À moins que ce ne fût toi qui ne savait jamais trop comment répondre. Sans doute le Vieux avait-il compris rapidement qu'aux mots tu préférais déjà les gestes, qu'à l'instruction théorique tu privilégiais l'action pratique, et que tu n'assimilais jamais aussi bien un élément qu'en l'accomplissant de tes propres mains, qu'en te l'appropriant par le corps et non par l'esprit. Il se doutait probablement qu'à défaut de devenir un grand orateur, tu serais manuel, sans pour autant prévoir à quelle fin, des années plus tard, tes poings finiraient par te servir.

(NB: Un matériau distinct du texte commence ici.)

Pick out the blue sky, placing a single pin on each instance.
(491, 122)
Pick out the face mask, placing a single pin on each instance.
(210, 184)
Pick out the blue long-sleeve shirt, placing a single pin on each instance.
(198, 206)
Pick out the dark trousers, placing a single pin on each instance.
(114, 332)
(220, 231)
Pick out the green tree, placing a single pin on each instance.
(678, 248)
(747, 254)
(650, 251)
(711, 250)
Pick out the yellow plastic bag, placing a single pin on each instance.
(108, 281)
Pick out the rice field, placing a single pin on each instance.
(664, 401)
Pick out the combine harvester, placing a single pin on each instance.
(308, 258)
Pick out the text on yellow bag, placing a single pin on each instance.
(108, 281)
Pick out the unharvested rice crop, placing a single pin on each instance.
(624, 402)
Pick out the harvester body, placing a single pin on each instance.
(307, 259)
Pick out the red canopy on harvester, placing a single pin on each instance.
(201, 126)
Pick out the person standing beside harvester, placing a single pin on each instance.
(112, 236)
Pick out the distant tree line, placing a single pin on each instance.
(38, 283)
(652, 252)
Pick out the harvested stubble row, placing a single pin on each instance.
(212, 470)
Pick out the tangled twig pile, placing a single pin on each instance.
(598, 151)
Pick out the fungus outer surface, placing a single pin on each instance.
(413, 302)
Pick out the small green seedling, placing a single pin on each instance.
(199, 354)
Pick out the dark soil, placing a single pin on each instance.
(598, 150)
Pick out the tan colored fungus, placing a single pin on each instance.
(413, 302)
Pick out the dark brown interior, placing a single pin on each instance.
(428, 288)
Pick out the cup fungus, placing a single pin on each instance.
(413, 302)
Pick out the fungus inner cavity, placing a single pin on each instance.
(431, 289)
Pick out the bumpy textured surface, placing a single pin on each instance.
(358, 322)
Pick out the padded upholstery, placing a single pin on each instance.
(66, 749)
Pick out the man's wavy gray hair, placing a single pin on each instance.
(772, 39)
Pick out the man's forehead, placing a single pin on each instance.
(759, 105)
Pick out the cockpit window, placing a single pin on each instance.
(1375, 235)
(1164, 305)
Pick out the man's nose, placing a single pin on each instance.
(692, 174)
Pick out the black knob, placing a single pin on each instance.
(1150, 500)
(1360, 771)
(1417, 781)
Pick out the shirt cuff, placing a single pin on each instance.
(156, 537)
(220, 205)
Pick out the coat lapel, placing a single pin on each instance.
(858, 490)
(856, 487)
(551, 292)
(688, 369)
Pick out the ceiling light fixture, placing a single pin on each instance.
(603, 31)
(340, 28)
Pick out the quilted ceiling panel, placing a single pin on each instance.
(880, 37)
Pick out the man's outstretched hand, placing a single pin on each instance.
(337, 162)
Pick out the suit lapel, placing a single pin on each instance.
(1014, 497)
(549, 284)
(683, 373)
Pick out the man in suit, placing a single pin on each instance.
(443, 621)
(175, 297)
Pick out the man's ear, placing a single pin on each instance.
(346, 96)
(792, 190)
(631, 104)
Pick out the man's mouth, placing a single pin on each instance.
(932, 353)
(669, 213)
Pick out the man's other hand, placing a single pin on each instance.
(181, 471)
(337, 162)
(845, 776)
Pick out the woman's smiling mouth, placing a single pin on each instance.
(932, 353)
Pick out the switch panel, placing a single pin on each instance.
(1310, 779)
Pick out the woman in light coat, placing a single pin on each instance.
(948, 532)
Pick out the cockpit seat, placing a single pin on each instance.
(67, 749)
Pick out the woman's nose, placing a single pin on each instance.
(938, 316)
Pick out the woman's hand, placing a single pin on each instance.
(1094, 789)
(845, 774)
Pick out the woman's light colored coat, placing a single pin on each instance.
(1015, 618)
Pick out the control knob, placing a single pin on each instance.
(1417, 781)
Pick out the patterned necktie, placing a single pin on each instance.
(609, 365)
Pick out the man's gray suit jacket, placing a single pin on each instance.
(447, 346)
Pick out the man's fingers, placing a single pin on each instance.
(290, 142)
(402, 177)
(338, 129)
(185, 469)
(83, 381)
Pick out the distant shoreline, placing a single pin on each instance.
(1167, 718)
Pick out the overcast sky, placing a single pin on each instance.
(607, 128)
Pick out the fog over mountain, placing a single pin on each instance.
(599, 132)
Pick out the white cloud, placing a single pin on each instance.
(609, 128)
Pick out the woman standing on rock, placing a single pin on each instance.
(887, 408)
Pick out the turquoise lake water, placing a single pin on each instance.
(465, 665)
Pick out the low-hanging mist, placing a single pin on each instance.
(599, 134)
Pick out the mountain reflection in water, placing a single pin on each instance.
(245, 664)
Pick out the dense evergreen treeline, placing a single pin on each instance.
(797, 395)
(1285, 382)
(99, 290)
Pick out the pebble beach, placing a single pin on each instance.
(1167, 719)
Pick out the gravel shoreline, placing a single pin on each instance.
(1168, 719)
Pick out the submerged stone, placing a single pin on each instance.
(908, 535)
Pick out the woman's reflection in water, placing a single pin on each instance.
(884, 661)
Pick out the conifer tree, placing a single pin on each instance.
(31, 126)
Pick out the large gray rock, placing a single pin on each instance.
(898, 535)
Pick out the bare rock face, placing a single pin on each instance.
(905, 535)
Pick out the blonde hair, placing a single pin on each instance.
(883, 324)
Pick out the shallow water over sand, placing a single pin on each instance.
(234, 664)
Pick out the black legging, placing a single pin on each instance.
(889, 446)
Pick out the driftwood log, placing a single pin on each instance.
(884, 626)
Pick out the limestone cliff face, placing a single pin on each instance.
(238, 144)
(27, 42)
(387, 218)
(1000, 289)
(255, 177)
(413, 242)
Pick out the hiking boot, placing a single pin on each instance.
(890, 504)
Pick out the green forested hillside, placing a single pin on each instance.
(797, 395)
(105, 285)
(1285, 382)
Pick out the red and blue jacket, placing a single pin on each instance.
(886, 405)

« C'pas comme si ç'avait été super utile », conclus-tu, de mauvaise foi, à la seconde où le souvenir du Vieux en train de couper des bûches, de repriser des habits, d'entretenir le toit, de pister le gibier, de trancher des racines, d'alimenter l'âtre, de charger ses épaules d'une montagne de denrées à échanger ou de somnoler à l'ombre du porche t'arracherait presque une émotion humide. Cependant, du bas de tes seize ans, tu ignores encore que l'acuité sensorielle que ces diverses activités exigeaient ciselèrent ton instinct, que de cette variété de labeurs naquit ta débrouillardise, que ces efforts minutieux, répétitifs, usèrent ta capacité à t'affliger et t'empêchèrent, par la suite, de te morfondre sur tes échecs. Tu ne le perçois pas, mais ces moments dont le savoir concret n'est certes pas adapté à la ville valent pour le substrat qui influença ton caractère, pour les graines qu'ils firent germer en toi et qui, quoique d'une nature distincte de leur espèce première, s'y sont épanouies.

Cet arrière-goût de mélancolie est dangereux. Contrairement à Sidney, la morosité t'est plus familière, elle perce tes poumons d'un courant d'air froid et s'insinue entre tes bronches pour y nicher, et pendant que tu tempêtes au dehors à l'instar d'une bête piquée d'anesthésiant, elle règne en dedans, étendant sa domination, transformant les autres sentiments en subordonnés serviles. Ta voix s'est tue, ton front s'est baissé, doigts crispés sur les bretelles de ton sac, puis dans le silence de ton thorax résonne l'écho détesté de ce à quoi bon ? Oh, pourquoi faut-il que cela arrive maintenant ? – et tu te hais d'y songer alors même que ta sœur est à tes côtés. Saleté de Vieux, saleté de Kalev, saleté de toi. Tu voudrais être arrivé et ne plus réfléchir, ne plus penser à ce que tu ne sais pas être en train de penser, puisque tu n'as jamais réussi à le nommer, puisque tu ignores ce que c'est, ce qui te ronge, ce qui t'accable, ce toi du tréfonds, jusqu'à ce que les cheveux dansants de Nergüi reviennent apaiser l'animal, le bercer, l'hypnotiser jusqu'à l'endormir, charognard sensible au charme de quelques mèches pâles. Il aura néanmoins ouvert une nouvelle entaille dans ton crâne, par laquelle s'échappe une brume amère.
« Il t'parlait d'tes parents ? »
Aussi loin que tu t'en rappelles, vous n'avez jamais abordé ce sujet. Peut-être à raison.